Kuber fuhr am Connaught Place vorbei. Kurz entschlossen bat ich ihn, am Büro zu halten. Es schien mir eine gute Idee, Rondorf vor dem Wochenende noch einmal aufzusuchen und mein berufliches Engagement zu bekunden. Vielleicht konnte ich mir zur Einarbeitung Material mit nach Hause nehmen. Ich brauchte endlich eine Aufgabe. Mir fehlte die geistige Beschäftigung schon so sehr, dass mir meine Phantasie die übelsten Streiche spielte. Das kannte ich zwar, aber diesmal war es so schlimm wie nie zuvor. Ich stand also wieder ein wenig nervös im schmierigen Flur des N-Blocks und betätigte die Klingel unter dem Messingschild. Mein eigener Schlüssel lag irgendwo in meiner Wohnung.
„Herein! Die Tür ist offen.“
Weiter als bis zum Tresen kam ich nicht.

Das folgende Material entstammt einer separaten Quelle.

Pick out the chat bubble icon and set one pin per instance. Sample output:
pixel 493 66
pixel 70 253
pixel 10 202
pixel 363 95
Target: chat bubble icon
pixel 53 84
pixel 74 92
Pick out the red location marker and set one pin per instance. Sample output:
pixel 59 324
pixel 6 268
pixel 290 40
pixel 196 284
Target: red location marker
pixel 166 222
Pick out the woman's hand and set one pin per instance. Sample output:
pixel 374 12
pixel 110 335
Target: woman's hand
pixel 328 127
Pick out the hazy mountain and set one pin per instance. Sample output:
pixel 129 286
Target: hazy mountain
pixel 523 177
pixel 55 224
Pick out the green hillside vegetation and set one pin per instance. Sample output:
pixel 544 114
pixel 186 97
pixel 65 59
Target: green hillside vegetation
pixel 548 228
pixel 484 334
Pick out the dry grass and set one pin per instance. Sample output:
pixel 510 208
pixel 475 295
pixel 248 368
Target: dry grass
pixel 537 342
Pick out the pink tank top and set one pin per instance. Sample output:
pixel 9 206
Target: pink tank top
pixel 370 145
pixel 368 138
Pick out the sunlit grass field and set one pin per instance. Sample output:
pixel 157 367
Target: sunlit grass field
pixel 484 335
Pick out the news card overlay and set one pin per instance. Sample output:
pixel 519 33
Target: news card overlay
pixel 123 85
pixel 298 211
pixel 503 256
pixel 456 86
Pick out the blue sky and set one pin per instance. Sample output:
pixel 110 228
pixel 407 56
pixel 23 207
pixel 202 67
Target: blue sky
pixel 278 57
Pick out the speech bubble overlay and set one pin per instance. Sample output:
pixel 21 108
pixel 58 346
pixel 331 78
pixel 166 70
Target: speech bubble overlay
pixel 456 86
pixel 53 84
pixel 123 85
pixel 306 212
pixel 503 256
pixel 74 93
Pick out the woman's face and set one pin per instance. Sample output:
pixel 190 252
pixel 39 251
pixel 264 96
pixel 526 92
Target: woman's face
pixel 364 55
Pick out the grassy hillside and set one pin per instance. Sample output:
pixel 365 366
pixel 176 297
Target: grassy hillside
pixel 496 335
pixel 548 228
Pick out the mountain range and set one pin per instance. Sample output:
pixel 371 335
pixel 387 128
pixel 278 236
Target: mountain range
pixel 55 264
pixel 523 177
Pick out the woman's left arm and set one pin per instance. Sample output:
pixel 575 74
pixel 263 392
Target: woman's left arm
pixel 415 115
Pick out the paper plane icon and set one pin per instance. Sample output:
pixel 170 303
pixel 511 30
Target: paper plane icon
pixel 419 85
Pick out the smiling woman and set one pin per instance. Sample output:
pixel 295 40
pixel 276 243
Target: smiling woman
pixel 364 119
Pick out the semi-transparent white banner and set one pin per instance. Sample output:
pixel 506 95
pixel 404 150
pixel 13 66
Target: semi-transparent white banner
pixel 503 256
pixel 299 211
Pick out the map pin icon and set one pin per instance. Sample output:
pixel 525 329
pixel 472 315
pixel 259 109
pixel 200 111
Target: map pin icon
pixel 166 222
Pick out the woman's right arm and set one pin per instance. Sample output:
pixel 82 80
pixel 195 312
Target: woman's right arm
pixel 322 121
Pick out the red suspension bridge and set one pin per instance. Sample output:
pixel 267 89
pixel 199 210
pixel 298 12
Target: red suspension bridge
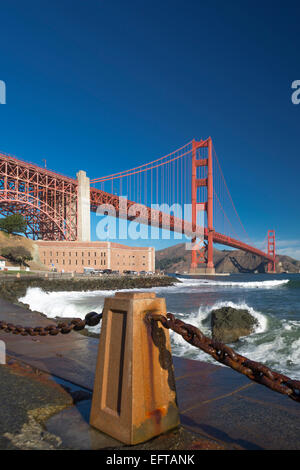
pixel 184 192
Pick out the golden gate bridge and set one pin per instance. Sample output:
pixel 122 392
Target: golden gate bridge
pixel 168 192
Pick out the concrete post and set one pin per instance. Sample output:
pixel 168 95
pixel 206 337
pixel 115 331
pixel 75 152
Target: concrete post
pixel 134 396
pixel 83 208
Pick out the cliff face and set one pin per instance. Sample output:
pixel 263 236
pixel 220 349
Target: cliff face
pixel 177 259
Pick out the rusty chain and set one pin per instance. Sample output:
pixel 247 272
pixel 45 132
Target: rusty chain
pixel 222 353
pixel 76 324
pixel 219 351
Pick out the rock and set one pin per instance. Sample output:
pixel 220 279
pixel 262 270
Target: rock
pixel 229 324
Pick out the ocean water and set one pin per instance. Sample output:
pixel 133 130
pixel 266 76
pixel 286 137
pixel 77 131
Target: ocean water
pixel 273 299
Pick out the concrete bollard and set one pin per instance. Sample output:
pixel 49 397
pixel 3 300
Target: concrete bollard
pixel 134 397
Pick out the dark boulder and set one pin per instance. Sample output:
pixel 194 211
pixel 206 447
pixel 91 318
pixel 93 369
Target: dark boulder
pixel 229 324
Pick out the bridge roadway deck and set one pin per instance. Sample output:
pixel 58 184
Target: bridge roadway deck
pixel 219 405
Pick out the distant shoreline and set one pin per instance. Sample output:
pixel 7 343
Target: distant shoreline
pixel 14 289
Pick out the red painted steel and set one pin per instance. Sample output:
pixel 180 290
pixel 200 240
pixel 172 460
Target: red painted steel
pixel 48 201
pixel 148 216
pixel 271 251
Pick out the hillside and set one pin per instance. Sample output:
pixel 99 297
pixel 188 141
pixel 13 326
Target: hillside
pixel 18 240
pixel 177 259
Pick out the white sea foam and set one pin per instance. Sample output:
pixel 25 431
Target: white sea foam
pixel 276 345
pixel 246 284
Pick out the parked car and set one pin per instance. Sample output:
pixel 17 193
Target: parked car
pixel 130 273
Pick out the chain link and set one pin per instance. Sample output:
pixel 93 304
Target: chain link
pixel 91 319
pixel 224 354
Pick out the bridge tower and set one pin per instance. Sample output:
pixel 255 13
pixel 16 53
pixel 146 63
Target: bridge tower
pixel 202 253
pixel 271 251
pixel 83 208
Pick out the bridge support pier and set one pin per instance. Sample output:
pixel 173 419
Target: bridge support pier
pixel 83 208
pixel 202 260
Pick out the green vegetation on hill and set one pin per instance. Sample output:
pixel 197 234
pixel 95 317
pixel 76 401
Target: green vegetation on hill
pixel 14 223
pixel 16 254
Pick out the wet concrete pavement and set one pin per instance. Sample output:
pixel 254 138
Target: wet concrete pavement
pixel 219 408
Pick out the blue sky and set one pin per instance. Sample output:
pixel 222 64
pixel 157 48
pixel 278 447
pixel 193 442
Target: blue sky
pixel 104 85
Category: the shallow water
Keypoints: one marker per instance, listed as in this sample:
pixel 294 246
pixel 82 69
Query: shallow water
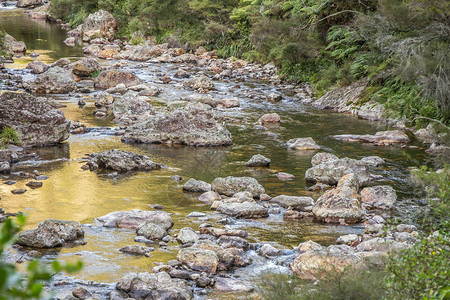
pixel 73 194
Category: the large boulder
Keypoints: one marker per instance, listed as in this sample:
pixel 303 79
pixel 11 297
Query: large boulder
pixel 340 203
pixel 55 80
pixel 86 67
pixel 195 125
pixel 198 259
pixel 36 122
pixel 132 219
pixel 121 161
pixel 297 203
pixel 381 197
pixel 51 233
pixel 113 77
pixel 245 210
pixel 329 169
pixel 142 286
pixel 99 25
pixel 28 3
pixel 315 263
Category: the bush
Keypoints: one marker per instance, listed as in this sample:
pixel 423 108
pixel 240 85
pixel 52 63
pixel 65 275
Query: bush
pixel 420 272
pixel 14 285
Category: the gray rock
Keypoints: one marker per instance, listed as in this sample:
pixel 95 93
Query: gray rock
pixel 51 233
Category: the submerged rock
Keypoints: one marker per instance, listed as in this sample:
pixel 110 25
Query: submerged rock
pixel 36 122
pixel 121 161
pixel 55 80
pixel 132 219
pixel 340 203
pixel 195 125
pixel 231 185
pixel 50 234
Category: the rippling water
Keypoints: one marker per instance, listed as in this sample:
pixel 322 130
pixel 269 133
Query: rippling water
pixel 73 194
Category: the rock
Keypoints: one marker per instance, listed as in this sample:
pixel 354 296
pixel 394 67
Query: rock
pixel 199 259
pixel 121 161
pixel 228 241
pixel 151 231
pixel 232 285
pixel 34 184
pixel 142 286
pixel 269 118
pixel 380 138
pixel 258 160
pixel 37 67
pixel 329 170
pixel 297 203
pixel 381 197
pixel 28 3
pixel 302 144
pixel 267 250
pixel 231 185
pixel 228 102
pixel 86 67
pixel 51 233
pixel 314 263
pixel 349 239
pixel 113 77
pixel 36 122
pixel 209 197
pixel 131 109
pixel 187 235
pixel 196 186
pixel 285 176
pixel 341 202
pixel 99 24
pixel 81 293
pixel 137 250
pixel 55 80
pixel 194 125
pixel 244 210
pixel 199 83
pixel 132 219
pixel 143 53
pixel 14 46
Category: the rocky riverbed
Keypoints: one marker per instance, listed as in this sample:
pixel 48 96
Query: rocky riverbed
pixel 178 175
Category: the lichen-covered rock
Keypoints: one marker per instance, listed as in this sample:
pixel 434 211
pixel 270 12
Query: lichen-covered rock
pixel 99 24
pixel 381 197
pixel 258 160
pixel 113 77
pixel 297 203
pixel 340 203
pixel 196 186
pixel 245 210
pixel 36 122
pixel 142 286
pixel 302 144
pixel 51 233
pixel 86 67
pixel 195 125
pixel 55 80
pixel 121 161
pixel 231 185
pixel 132 219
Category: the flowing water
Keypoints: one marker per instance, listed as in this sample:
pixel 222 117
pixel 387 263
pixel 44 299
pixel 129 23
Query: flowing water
pixel 73 194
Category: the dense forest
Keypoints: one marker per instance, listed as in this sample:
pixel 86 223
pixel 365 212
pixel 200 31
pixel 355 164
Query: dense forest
pixel 399 47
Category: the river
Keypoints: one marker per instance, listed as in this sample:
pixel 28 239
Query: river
pixel 73 194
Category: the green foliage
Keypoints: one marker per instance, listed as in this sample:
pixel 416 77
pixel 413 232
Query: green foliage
pixel 437 188
pixel 420 272
pixel 349 284
pixel 14 285
pixel 8 135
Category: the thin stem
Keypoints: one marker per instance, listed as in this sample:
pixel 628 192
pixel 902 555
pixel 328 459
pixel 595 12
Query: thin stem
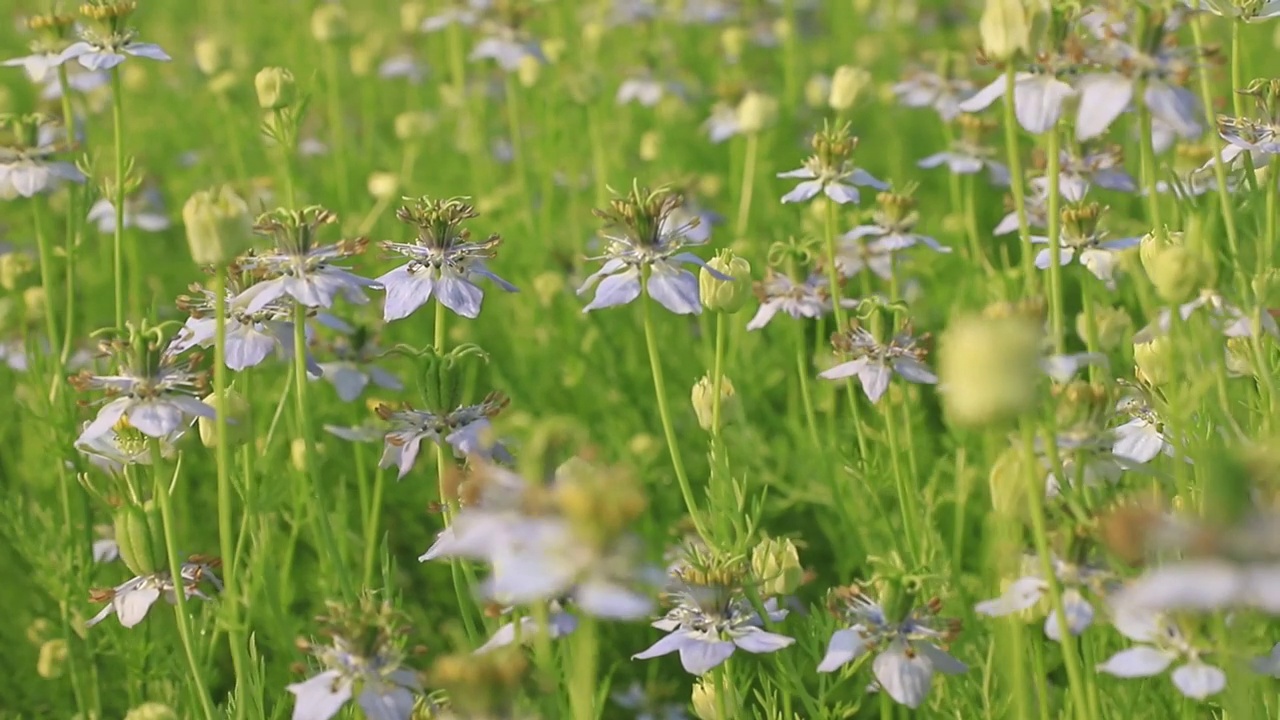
pixel 179 595
pixel 118 194
pixel 225 533
pixel 744 204
pixel 659 388
pixel 1055 250
pixel 319 493
pixel 1013 155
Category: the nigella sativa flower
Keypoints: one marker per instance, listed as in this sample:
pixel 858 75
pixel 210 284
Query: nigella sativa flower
pixel 708 624
pixel 778 292
pixel 831 171
pixel 301 268
pixel 874 363
pixel 132 600
pixel 909 647
pixel 1083 238
pixel 154 391
pixel 1078 583
pixel 1161 643
pixel 644 253
pixel 444 260
pixel 466 429
pixel 365 656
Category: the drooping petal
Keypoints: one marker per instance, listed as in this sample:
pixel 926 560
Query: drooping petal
pixel 845 647
pixel 320 697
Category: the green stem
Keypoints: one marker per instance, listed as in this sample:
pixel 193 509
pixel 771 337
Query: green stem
pixel 225 533
pixel 659 388
pixel 1013 155
pixel 118 194
pixel 319 493
pixel 1055 250
pixel 170 545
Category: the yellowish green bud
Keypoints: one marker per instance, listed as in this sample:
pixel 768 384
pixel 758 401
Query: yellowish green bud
pixel 275 89
pixel 414 124
pixel 329 23
pixel 238 429
pixel 219 226
pixel 846 85
pixel 1153 360
pixel 53 659
pixel 1005 30
pixel 151 711
pixel 725 296
pixel 776 565
pixel 755 112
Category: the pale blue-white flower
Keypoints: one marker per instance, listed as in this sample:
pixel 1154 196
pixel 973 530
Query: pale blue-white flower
pixel 926 89
pixel 105 51
pixel 444 261
pixel 1040 98
pixel 807 300
pixel 909 652
pixel 645 241
pixel 874 363
pixel 144 212
pixel 385 688
pixel 1161 643
pixel 132 600
pixel 1078 583
pixel 300 267
pixel 465 429
pixel 707 625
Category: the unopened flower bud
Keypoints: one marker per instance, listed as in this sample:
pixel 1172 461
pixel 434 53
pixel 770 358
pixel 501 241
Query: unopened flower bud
pixel 275 89
pixel 383 186
pixel 703 399
pixel 414 124
pixel 1114 327
pixel 720 295
pixel 219 226
pixel 846 85
pixel 238 431
pixel 151 711
pixel 1005 30
pixel 53 659
pixel 210 55
pixel 755 112
pixel 329 23
pixel 988 368
pixel 776 564
pixel 1153 360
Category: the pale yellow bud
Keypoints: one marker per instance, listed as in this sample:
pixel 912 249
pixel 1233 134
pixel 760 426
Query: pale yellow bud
pixel 1153 360
pixel 414 124
pixel 151 711
pixel 329 23
pixel 649 145
pixel 33 302
pixel 529 71
pixel 219 226
pixel 755 112
pixel 846 85
pixel 210 55
pixel 275 89
pixel 53 659
pixel 990 368
pixel 703 399
pixel 1005 30
pixel 720 295
pixel 817 91
pixel 238 428
pixel 776 564
pixel 383 186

Papiere über Papiere lagen kreuz und quer auf dem Boden und auf beiden Schreibtischen. Dazwischen und darauf standen benutzte Kaffeetassen, verschmierte Colagläser und leere Whiskyflaschen. Es roch nach kaltem Rauch, Alkohol und Fett aus dem Fastfood-Restaurant unter uns. Dieser Rondorf war einfach ekelhaft. Und schon stapfte er durch das Chaos auf mich zu. „Waren wir nicht für Montagmorgen verabredet?“, fragte er spöttisch grinsend und mit hochgezogener Augenbraue. Dass ihm mein Besuch ungelegen kam, entging mir nicht. „Sie haben uns verabredet“, dachte ich.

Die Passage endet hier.